Bu olay Kayseri'nin Bünyan ilçesi'nde yaşanır.
Olay, Alfred Hitchcock'un meşhur korku filmlerini bile çok gerilerde bırakacak kadar tüyler ürpertici.
Gece bindiğiniz otomobilde direksiyonda kimse yoksa ne yapardınız?
Kendisi Bünyanlı olmayan, politikayla uğraşmış ve halen Kayseri'de yaşayan bir işadamı. 22 Şubat 2005 tarihinde Bünyan sınırında, Kayseri - Malatya kara yolu üzerinde, bir benzin istasyonuna girer. Lokantaya oturur ve oradaki kalabalık ortamda bir ufak rakı içtikten sonra
yürüyüş mesafesindeki Bünyan'a gitmek için lokantadan çıkar.
Ancak, dışarısı zifiri karanlıktır ve korkunç bir kar-tipi fırtınası başlamıştır. Benzin istasyonundan yaklaşık 300 metre mesafedeki, Bünyan kavşağına gelmiştir. Oradan geçen bir arabaya binip, Bünyan' a ulaşma derdindedir.
Fırtına daha da şiddetlenir. Adam bir-kaç adım ötesini bile görememektedir.
Gelip-geçen bir araba da yoktur. Nihayet karanlıklar içerisinde, hayalet gibi yavaş yavaş yaklaşan bir arabanın iki farını fark eder.

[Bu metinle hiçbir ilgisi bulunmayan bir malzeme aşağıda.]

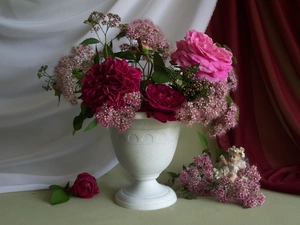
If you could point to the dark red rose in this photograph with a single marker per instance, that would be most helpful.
(85, 186)
(163, 102)
(108, 82)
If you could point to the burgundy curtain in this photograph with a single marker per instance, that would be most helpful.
(265, 36)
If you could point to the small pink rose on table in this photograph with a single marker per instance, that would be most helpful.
(163, 101)
(85, 186)
(198, 48)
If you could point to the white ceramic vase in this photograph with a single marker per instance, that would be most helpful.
(145, 150)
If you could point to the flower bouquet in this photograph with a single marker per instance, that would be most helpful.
(139, 71)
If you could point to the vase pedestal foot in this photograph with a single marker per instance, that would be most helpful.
(148, 195)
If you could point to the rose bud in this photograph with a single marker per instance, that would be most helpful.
(85, 186)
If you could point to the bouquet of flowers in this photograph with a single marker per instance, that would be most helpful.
(143, 73)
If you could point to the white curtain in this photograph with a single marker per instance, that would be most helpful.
(37, 147)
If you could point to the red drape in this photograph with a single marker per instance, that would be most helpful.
(265, 38)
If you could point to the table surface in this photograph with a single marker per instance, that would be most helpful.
(33, 208)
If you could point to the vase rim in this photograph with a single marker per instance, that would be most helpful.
(140, 115)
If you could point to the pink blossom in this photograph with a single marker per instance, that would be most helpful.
(108, 82)
(163, 102)
(198, 48)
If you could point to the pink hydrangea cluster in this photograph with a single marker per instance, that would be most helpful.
(211, 108)
(120, 118)
(80, 57)
(199, 180)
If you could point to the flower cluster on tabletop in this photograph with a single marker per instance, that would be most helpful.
(139, 71)
(237, 182)
(85, 186)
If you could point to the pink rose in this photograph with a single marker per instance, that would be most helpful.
(214, 62)
(108, 82)
(85, 186)
(163, 102)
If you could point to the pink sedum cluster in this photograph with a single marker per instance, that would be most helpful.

Arabanin, tam önünde yavaşlamasıyla birlikte hemen arka kapıyı açar ve arabaya biner. Kapıyı kapatır, araba yeniden hareket eder. İçeridekilere merhaba demek ister. Ama o da ne? Arabada kimse olmadığı gibi, direksiyonda da kimse yok. Birden paniğe kapılır.Korkuyla, hemen arabadan atlayıp, oradan koşarak uzaklaşmak ister ama hem araba hızlanmış, hem de korku ile dizleri bağlanmış, hareket edemez hale gelmiştir.
Araba keskin bir viraja doğru yaklaşır.
Adam dua etmeye baslar.Tüm günahları için tövbe eder. Arabayı durdurması için Allaha yalvarır. Tam bu esnada, pencereden bir el uzanır ve direksiyonu kıvırarak sert virajdan arabanın doğru yola dönmesini sağlar.
Her tehlikeli dönemece yaklaştıkça, Allah'a yalvarış ve yakarışı artar ve her seferinde de bir el dışarıdan uzanıp, direksiyonu çevirir.
Sonunda kendisini biraz toparlar, ayaklarını kımıldatır. "Ya Allah koru beni…" deyip, kapıyı açmasıyla birlikte, kendisini arabadan dışarı fırlatır. Birkaç takla attıktan sonra, şarampolde kendisine gelir. Defalarca üç Kulfu-bir Elham okuyarak, Bünyan'a ulaşır ve bir kahvehaneye girer.
Üstübaşı ıslak ve şok haldedir.
Kendisini tanıyanlar hemen sobanın başına alırlar. Eline bir çay verirler.
Bir müddet sonra kendisine geldiğinde, sesi titreyerek, başına gelen doğa üstü ve korkunç olayı anlatır.
Olayı dinleyenler inanmak istemeseler de, anlatan kişinin aklı başında ve toplumsal sorumluluk taşıyan bir pozisyonda olduğunu bildiklerinden, herkeste derin bir sessizlik oluşur.
Yaklaşık yarım saat sonra, aynı kahvehaneye Koyunabdal Köyü'nden iki kişi girer.
Bir masaya oturur ve iki bardak çay söylerler.
Bu arada, gelenlerden birisi, diğerine şunları söyler ;
- Ahmet, baksana şu sobanın başında oturan geri zekalıya ! Arabamız yolda kaldığında, biz arabayı iterken binip, sonra da arabadan kendini atan öküz değil mi?